Может быть, попробуем поговорить пока без рукоприкладства? попросил я, с трудом глотнув воздуха в момент короткой паузы между побоями.
За убийство тебя разорвут на части дюжиной лошадей! Затравят собаками. Кем бы ты ни был!
Да, признаюсь, я сегодня придавил на себе пару постельных клопов, это можно считать убийством, видно, что у жреца с ними был договор, но вот со мной они церемониться не стали.
С красными от гнева глазами, со вздутыми на лбу венами Мариф соскреб меня с пола и бросил в угол, прижимая каблуком к холодным камням.
Ты убил капитана и всю команду!
Мариф, друг мой, тебе приснился жуткий кошмар. О чем ты говоришь?
Восемнадцать изрезанных тел нашли сегодня утром на постоялом дворе. Вся команда капитана Тауса и он сам убиты!
И ты, гвардеец, первым делом решил, что это деяние моих рук?
А кто же еще мог это сделать?!
Лестно слышать подобное, но не будь ты с похмелья и не встань в такую раннюю пору, то смог бы, наверное, сообразить, что в одиночку убить восемнадцать человекне такое уж и простое занятие.

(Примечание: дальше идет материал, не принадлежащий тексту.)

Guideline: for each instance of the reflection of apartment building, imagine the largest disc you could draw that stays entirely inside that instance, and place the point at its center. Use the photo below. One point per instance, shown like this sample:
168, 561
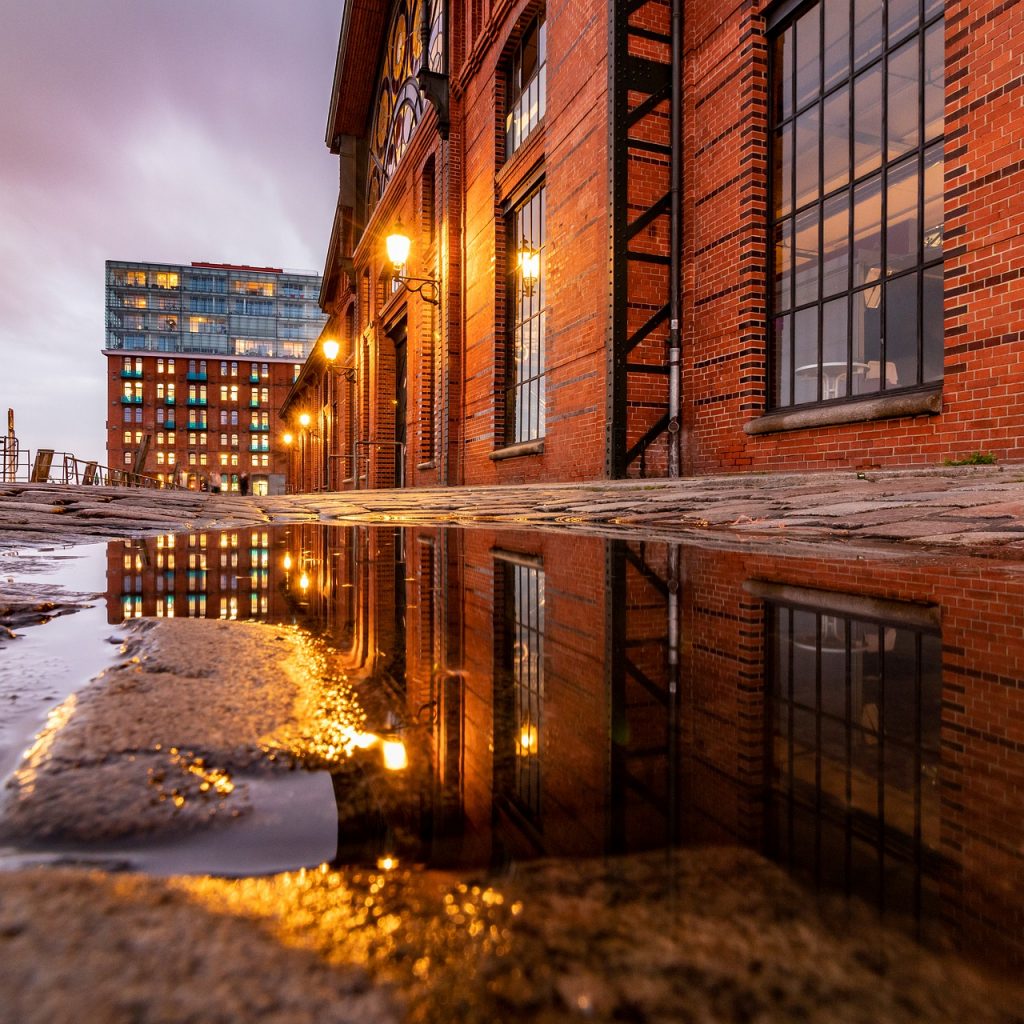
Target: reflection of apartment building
200, 358
775, 241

Значит, ты скажешь мне сейчас же, кто был твоим сообщником.
Да моих сообщников должно быть полсотни отборных солдат, никак не меньше, чтобы справиться с капитаном и его небоходами!

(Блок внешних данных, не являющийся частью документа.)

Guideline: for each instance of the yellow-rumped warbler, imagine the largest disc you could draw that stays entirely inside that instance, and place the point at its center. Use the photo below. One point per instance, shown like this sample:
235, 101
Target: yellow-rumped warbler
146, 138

Никто не выжил. Всех порезали, словно растерзали пустынные волки, сказал офицер, замирая на мгновение, как бы еще раз ужасаясь той самой картине, что, наверное, предстала перед ним совсем недавно.
Потирая ушибленные ребра, я отполз от оцепеневшего Марифа на безопасное расстояние и спросил как можно более спокойно:
Почему ты сразу решил, что в этом ужасном преступлении виновен именно я?
Почему-то я не был уверен, что Мариф способен сейчас мыслить взвешенно и трезво, поэтому складывалось небезосновательное впечатление, что снова будет бить. Но гвардеец ответил даже как-то спокойно.
Ты единственный, кому смерть капитана Тауса выгодна.
Чем же, позволь спросить?
Тебе достанется корабль, вся казна капитана и сила оружия на борту фрегата.
Ты уважаемый человек, Мариф. По всему видно, что не глупый и достойный. Но подумай сам, что стоит этот фрегат без доброй команды, которая без запинки знает каждый гвоздь на судне. И каким убогим духам понадобилось нашептывать мне подобную гадость, если я не в силах не то что применить оружие корабля, но даже сдвинуть его с места.
Ты можешь продать его и получить огромную выгоду! не унимался Мариф, все еще глубоко вдыхая прохладный и пыльный воздух широкой грудью.
Того золота, о котором мы договорились с капитаном в твоем доме, мне должно было хватить не меньше чем на пару сотен камней календаря, если я только и буду делать, что пить и есть в свое удовольствие. Больше золота, больше проблем. Я, может, и люблю блеск и роскошь, но я при всем этом понимаю, что его придется еще и охранять. А налоги! Неужели казначейство упустит такую мзду?
Капитана и команду убили! Неужели ты не понимаешь, что это не могло случиться просто в пьяной драке.
Ну разумеется, я все прекрасно понял, тем более что ты так доходчиво все разъяснил. Но позволь теперь высказаться и мне.
Мне было неприятно приходить в твой дом с такими подозрениями. Я выслушаю тебя, но учти, хоть мы и знакомы, от суда тебя это не спасет.